Siempre pensé que Federico sabía algo de mi propia infancia que yo mismo, por pudor o por tristeza, había olvidado por completo. Ya es vox populi –en este futuro nuestro– que el arte presupone al artista como un niño: imagina sin responsabilidad, percibe sin catalogar, arma un mundo ficcional sin saber para qué. Pero Federico pervierte este cómodo imperativo del artista, y traslada la inocente actividad del niño a la menos inocente, más ilegible y oscura del adolescente. En la adolescencia, sostiene Federico, existe la capacidad única de comportarse de manera instintiva.

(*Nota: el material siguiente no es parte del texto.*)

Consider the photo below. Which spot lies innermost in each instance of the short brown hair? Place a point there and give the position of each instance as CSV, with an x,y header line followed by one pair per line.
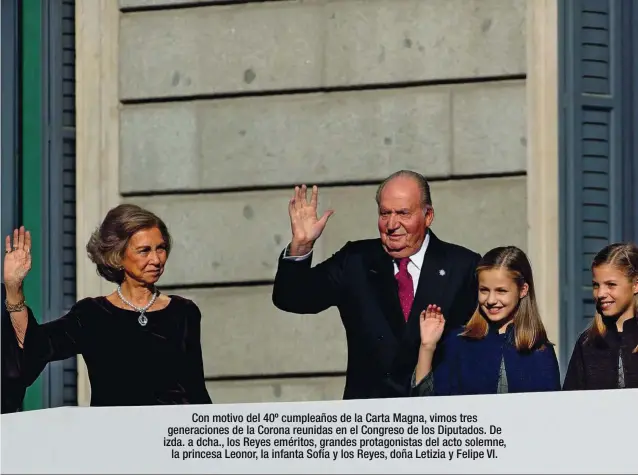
x,y
529,331
107,244
424,186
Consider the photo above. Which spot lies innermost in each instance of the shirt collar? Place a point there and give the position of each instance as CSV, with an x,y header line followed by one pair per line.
x,y
417,258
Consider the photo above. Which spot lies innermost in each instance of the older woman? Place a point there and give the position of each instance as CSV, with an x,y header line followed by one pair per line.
x,y
141,347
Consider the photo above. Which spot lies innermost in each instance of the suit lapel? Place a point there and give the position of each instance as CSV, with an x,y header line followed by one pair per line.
x,y
431,287
381,275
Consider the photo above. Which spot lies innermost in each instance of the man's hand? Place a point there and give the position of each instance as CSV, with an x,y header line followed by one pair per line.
x,y
306,226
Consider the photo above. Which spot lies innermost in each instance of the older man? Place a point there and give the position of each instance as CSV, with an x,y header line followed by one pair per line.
x,y
380,286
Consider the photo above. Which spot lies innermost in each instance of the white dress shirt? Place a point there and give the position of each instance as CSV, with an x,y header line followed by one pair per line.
x,y
414,266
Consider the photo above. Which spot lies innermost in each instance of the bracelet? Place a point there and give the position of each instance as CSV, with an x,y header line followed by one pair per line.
x,y
16,307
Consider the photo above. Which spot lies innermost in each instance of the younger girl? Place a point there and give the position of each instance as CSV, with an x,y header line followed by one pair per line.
x,y
606,354
502,349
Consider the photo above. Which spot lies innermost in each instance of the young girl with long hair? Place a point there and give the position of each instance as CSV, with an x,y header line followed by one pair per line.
x,y
503,348
606,354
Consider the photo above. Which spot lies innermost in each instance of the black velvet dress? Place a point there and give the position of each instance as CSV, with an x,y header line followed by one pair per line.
x,y
128,364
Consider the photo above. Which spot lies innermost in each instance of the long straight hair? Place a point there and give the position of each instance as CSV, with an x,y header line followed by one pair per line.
x,y
622,256
529,331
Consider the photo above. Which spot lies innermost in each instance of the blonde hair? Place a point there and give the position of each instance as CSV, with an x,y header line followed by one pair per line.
x,y
529,331
622,256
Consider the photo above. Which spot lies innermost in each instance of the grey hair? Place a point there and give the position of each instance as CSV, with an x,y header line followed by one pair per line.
x,y
107,244
424,186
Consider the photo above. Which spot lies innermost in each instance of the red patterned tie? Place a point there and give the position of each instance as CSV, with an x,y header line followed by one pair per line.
x,y
406,289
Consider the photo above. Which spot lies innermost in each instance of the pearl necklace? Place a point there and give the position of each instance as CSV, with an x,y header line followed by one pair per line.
x,y
142,318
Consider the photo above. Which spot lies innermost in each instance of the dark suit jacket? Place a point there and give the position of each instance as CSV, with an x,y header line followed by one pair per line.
x,y
359,280
13,387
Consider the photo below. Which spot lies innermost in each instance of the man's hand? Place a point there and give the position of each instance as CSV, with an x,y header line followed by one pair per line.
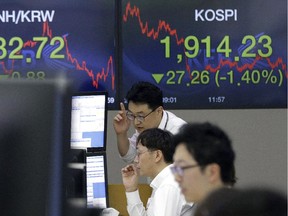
x,y
130,178
121,123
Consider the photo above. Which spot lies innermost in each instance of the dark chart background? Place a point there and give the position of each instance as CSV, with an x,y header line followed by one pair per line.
x,y
252,75
85,53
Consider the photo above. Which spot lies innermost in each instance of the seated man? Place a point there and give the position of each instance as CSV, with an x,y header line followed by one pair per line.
x,y
203,160
153,159
145,110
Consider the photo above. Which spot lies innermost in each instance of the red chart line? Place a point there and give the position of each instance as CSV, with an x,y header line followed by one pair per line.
x,y
95,77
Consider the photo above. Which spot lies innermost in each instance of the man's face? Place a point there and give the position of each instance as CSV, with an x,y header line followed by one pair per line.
x,y
192,180
142,110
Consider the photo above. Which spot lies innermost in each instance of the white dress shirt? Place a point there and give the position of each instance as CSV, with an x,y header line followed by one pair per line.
x,y
166,198
169,122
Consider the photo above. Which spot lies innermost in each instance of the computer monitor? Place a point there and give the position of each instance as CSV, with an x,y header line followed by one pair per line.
x,y
34,141
96,180
89,120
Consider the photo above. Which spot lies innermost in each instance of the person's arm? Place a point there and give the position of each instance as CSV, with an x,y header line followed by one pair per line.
x,y
121,126
130,179
167,201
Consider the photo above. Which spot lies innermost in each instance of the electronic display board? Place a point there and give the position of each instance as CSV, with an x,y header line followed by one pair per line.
x,y
68,38
207,54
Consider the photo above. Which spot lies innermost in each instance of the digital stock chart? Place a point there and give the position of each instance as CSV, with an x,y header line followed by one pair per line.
x,y
208,54
202,54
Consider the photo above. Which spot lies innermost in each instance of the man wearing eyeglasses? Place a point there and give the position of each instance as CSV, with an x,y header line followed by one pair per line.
x,y
203,160
153,159
145,110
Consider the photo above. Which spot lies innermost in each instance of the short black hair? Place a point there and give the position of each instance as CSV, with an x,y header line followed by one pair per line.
x,y
158,139
145,93
208,144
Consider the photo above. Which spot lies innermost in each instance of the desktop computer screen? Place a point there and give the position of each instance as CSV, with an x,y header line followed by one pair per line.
x,y
89,120
34,141
96,180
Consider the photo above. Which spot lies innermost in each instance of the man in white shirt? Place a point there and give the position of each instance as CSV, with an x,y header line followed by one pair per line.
x,y
203,160
153,159
145,110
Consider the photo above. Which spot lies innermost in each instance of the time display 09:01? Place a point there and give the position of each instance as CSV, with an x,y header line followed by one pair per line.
x,y
192,46
18,44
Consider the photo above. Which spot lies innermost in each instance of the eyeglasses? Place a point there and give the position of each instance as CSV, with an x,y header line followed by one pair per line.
x,y
139,118
139,153
178,170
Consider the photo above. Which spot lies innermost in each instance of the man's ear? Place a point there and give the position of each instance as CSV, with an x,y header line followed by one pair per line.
x,y
214,172
158,156
159,110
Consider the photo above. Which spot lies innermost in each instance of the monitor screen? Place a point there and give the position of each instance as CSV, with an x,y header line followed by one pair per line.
x,y
41,39
89,120
207,54
96,180
34,146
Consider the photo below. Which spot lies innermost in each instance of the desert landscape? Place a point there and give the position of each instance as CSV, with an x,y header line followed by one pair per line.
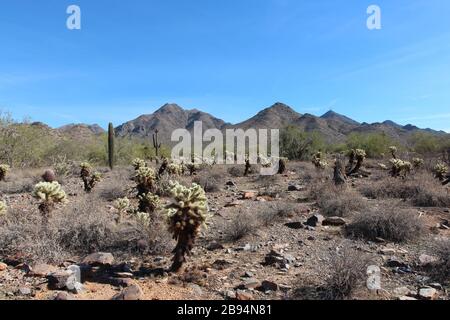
x,y
357,211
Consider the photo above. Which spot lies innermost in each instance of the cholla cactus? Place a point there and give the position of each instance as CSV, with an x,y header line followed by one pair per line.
x,y
187,213
49,194
145,179
4,169
400,167
417,163
143,218
358,155
122,205
3,208
393,150
138,163
148,202
174,169
90,179
440,171
319,161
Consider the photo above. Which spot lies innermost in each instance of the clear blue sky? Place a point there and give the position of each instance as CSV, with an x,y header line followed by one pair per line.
x,y
227,57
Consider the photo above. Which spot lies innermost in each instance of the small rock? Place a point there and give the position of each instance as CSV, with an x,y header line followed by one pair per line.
x,y
269,286
133,292
315,220
334,221
63,296
428,293
426,260
99,259
243,296
294,225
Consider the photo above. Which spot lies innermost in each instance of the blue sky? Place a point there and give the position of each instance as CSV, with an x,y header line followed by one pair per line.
x,y
230,58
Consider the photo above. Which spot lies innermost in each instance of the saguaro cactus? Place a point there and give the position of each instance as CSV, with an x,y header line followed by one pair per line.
x,y
156,143
187,213
111,146
49,193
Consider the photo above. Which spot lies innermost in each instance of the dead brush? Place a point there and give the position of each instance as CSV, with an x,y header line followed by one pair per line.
x,y
387,222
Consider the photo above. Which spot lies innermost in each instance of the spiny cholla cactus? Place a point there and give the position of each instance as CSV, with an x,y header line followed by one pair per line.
x,y
187,213
417,163
138,163
122,205
49,193
319,161
393,150
143,218
358,155
440,170
400,167
4,169
3,208
174,169
90,179
145,179
148,202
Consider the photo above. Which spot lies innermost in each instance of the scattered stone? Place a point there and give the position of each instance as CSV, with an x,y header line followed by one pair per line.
x,y
334,221
214,246
428,293
373,278
269,286
315,220
406,298
24,291
99,259
243,296
133,292
426,260
294,225
63,296
296,187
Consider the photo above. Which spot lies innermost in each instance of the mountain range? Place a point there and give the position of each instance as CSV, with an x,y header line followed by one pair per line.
x,y
333,126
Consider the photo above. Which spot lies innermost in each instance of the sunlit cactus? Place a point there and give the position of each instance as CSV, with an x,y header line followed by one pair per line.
x,y
440,171
138,163
174,169
393,150
143,218
417,163
90,178
49,194
3,208
148,202
145,179
186,215
400,167
4,169
319,161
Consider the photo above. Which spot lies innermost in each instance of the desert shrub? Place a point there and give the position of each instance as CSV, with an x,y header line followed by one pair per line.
x,y
239,227
337,201
209,181
421,189
389,223
375,144
348,271
299,145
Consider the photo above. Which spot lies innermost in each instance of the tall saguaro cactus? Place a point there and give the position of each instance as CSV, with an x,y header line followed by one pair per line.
x,y
156,143
111,146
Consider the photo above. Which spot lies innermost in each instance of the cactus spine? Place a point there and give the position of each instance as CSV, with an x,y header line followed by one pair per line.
x,y
111,146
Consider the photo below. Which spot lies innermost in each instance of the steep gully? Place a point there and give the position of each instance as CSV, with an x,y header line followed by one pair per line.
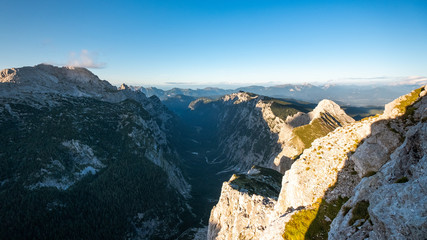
x,y
198,142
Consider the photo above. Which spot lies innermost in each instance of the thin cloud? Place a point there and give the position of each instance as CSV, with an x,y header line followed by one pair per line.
x,y
180,83
84,59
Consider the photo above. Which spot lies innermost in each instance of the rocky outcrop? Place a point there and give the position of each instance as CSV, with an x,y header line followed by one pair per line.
x,y
377,163
246,201
395,196
75,147
257,130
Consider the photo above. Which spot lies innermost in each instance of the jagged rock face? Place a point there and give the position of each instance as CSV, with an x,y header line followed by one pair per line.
x,y
101,163
396,194
257,130
389,204
246,201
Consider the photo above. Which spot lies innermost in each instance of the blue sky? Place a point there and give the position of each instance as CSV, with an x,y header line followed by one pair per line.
x,y
217,43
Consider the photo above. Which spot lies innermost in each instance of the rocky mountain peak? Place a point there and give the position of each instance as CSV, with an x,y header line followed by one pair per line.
x,y
330,107
44,78
124,87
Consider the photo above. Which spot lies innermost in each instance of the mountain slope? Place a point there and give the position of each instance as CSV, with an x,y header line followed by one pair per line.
x,y
263,131
83,160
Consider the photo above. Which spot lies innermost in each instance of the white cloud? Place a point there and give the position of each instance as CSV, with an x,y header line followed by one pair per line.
x,y
413,80
84,59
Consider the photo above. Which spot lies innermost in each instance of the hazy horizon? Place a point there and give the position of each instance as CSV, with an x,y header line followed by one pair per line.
x,y
237,43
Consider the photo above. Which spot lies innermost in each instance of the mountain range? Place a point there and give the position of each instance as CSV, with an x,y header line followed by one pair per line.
x,y
82,159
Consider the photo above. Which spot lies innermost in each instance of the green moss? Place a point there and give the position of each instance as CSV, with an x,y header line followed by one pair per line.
x,y
346,210
311,223
318,128
297,227
404,105
402,180
360,211
369,173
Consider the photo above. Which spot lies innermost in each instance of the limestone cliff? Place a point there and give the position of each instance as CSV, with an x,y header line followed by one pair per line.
x,y
268,132
377,163
246,200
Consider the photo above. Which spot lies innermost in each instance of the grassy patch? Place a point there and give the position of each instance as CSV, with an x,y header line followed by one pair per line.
x,y
318,128
297,227
369,173
313,223
402,180
360,211
410,99
266,183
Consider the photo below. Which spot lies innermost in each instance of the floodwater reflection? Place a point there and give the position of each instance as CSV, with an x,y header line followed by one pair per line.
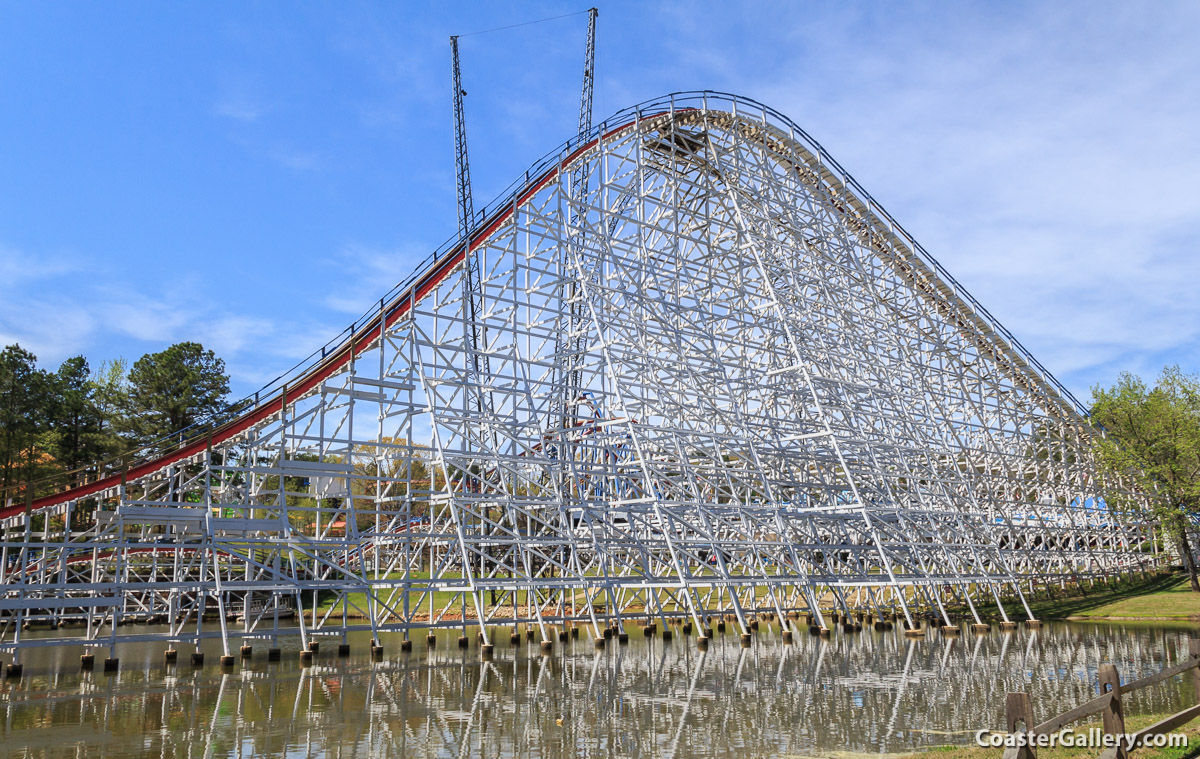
x,y
867,693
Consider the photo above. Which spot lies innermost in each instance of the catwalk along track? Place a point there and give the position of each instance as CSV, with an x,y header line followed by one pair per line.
x,y
702,375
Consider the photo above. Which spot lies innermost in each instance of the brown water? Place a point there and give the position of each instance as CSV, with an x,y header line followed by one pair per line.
x,y
862,693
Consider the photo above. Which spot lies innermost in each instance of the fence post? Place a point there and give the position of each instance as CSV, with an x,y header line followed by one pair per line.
x,y
1114,716
1018,709
1194,652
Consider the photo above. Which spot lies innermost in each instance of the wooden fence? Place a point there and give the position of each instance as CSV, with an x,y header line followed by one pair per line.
x,y
1019,711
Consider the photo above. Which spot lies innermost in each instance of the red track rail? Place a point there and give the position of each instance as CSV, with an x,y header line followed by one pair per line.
x,y
400,306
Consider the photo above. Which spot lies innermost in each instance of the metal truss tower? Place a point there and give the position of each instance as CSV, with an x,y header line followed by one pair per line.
x,y
785,405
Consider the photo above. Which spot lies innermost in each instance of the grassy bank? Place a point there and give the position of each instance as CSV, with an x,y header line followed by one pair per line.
x,y
1165,597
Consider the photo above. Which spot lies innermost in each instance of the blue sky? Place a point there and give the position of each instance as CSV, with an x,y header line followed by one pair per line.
x,y
253,175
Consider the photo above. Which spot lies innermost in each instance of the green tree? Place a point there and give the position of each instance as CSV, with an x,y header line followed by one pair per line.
x,y
73,417
23,393
111,394
1152,442
174,389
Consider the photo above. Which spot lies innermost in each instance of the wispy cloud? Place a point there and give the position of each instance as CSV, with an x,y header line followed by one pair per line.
x,y
364,274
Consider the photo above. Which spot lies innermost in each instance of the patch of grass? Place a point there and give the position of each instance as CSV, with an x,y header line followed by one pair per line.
x,y
1162,597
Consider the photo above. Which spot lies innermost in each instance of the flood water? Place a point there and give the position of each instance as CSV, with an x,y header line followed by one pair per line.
x,y
862,693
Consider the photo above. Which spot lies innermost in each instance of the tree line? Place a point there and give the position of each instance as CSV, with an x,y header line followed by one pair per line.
x,y
79,422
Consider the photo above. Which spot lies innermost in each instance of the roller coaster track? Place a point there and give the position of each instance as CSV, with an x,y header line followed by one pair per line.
x,y
792,407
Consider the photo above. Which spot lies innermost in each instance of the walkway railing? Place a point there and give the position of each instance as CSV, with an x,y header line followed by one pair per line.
x,y
1019,711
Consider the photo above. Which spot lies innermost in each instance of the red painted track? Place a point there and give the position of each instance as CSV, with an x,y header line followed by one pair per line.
x,y
400,306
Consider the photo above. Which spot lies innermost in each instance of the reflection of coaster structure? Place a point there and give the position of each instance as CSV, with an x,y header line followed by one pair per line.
x,y
719,381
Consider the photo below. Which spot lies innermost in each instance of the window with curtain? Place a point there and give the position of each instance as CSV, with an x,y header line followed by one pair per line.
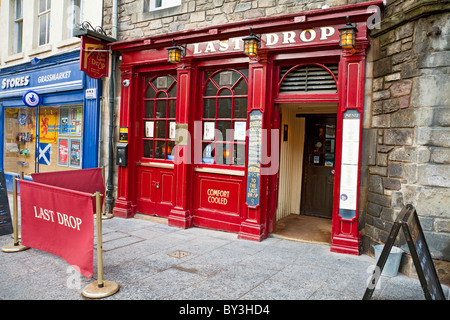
x,y
224,117
159,117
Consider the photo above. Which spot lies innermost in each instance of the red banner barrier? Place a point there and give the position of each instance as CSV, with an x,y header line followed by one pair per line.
x,y
58,221
84,180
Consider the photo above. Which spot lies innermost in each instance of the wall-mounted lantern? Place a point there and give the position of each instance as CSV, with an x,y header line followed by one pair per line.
x,y
348,33
176,52
251,44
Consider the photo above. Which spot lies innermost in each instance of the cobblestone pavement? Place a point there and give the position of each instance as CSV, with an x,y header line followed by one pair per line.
x,y
153,261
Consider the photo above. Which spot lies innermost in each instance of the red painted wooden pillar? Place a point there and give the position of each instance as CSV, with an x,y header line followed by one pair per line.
x,y
255,221
125,204
345,237
180,216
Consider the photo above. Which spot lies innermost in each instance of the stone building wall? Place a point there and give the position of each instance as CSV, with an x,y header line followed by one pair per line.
x,y
136,22
408,160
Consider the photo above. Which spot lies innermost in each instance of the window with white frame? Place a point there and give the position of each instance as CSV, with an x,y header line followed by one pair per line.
x,y
154,5
18,26
73,20
44,21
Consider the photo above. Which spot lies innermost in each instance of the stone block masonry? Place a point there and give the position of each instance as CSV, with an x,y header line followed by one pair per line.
x,y
410,114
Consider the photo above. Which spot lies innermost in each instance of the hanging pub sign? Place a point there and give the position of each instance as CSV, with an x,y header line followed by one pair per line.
x,y
94,57
31,99
408,221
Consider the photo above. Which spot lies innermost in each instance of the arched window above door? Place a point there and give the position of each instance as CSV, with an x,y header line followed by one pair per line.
x,y
308,78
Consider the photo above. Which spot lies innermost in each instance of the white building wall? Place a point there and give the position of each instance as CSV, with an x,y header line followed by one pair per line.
x,y
60,41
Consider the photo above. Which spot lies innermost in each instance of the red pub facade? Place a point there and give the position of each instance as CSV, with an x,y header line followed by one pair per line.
x,y
204,137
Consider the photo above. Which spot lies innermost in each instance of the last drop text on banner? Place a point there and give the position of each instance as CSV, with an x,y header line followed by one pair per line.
x,y
59,221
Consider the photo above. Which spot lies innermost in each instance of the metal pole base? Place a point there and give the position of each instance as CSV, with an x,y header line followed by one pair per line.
x,y
13,248
107,216
93,291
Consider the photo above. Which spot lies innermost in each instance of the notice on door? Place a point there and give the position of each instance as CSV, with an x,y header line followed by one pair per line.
x,y
254,158
349,164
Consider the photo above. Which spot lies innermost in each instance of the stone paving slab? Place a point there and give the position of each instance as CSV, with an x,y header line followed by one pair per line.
x,y
153,261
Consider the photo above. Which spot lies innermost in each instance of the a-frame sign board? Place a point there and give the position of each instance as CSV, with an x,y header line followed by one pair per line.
x,y
408,221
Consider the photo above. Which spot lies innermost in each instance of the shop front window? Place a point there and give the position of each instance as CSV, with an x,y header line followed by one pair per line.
x,y
224,117
159,117
50,140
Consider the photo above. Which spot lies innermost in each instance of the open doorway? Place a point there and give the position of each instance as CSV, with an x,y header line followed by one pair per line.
x,y
306,178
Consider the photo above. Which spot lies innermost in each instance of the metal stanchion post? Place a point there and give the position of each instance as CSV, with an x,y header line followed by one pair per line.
x,y
16,246
100,288
105,215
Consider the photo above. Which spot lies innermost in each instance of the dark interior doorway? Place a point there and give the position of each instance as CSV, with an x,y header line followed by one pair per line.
x,y
318,165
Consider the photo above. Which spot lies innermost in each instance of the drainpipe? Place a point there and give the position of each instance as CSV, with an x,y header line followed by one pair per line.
x,y
110,182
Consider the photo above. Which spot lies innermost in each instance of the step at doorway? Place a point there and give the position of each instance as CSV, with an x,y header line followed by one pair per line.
x,y
304,228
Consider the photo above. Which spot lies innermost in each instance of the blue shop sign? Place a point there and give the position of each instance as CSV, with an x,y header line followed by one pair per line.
x,y
46,80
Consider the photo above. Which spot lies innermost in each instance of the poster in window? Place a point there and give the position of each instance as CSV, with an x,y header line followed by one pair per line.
x,y
63,152
75,153
208,130
149,129
76,116
64,120
239,130
48,132
172,130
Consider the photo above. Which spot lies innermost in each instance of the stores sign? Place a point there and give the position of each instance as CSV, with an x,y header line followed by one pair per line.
x,y
15,82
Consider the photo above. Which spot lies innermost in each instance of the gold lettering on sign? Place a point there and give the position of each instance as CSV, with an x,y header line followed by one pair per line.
x,y
218,196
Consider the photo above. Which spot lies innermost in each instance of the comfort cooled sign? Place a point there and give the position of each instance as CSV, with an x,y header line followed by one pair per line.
x,y
269,40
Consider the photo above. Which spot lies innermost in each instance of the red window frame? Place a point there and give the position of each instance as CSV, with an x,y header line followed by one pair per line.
x,y
158,130
230,146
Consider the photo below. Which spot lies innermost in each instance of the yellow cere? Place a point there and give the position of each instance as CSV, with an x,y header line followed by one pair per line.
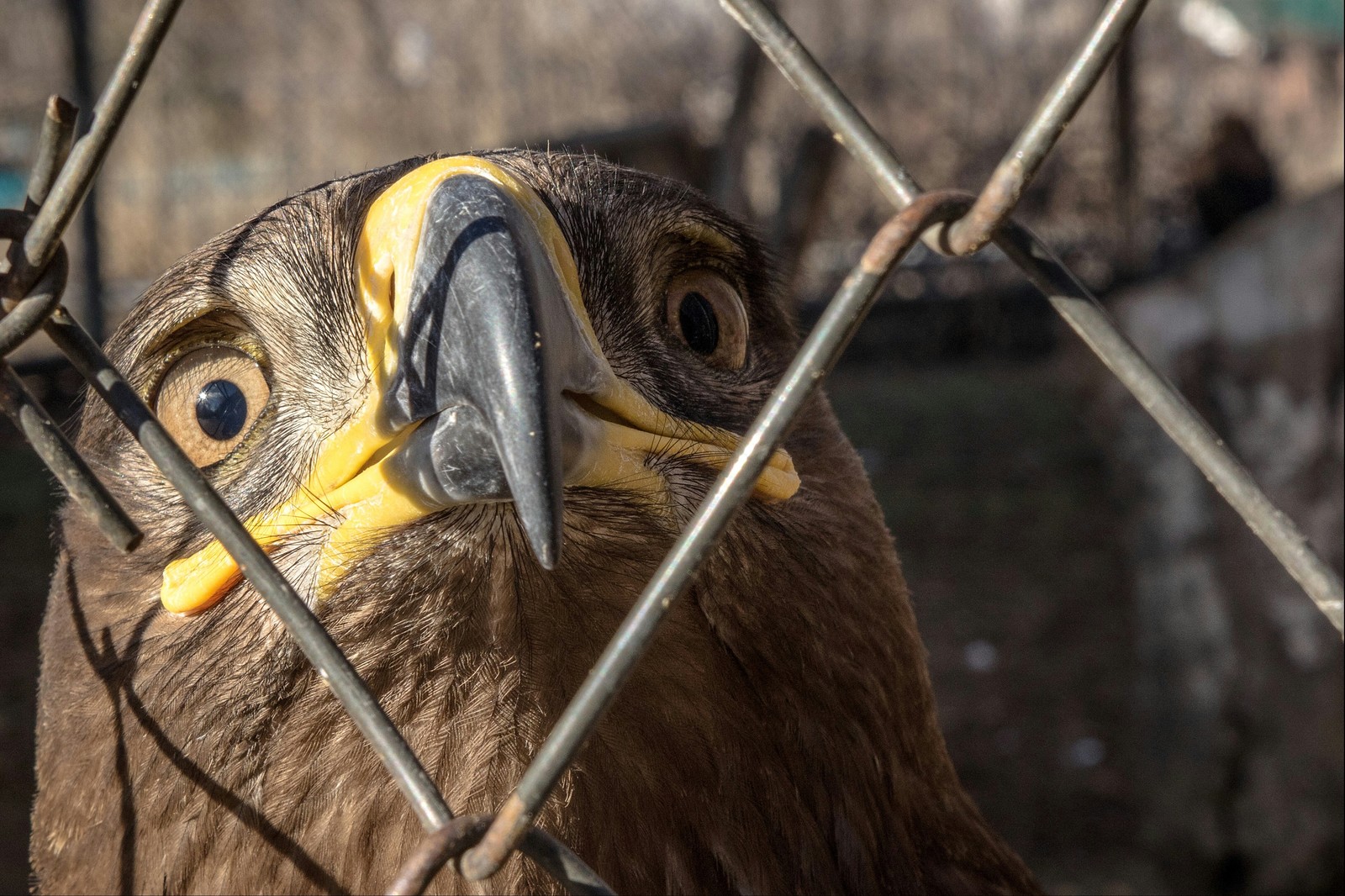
x,y
349,477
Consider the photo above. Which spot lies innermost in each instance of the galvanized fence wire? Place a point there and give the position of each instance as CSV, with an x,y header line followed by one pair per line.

Esta capacidad de perder la cabeza se olvida con la madurez. Pero lo que la madurez no puede anular es esa memoria universal, acallada por las culturas: ese recuerdo vergonzante y pudoroso de la adolescencia, esa etapa minúscula y fundamental en la que el yo aún no existe, y en la que el afuera es caos, catástrofe, vorágine.
Este teatro que no existe en otros países, fogoneado por la explosión primitiva pero fundante del fenómeno Parakultural, desacralizó el altar de la representación para quitarle toda utilidad, y lo eximió de hablar sólo de lo que la clase media representada en él (por él) aceptaba como “lo importante”, justamente allí donde la madre literatura y los medios masivos (liberados del peso de la censura previa) comenzaban a querer hablar de todo con agobiante y necesario sentido común.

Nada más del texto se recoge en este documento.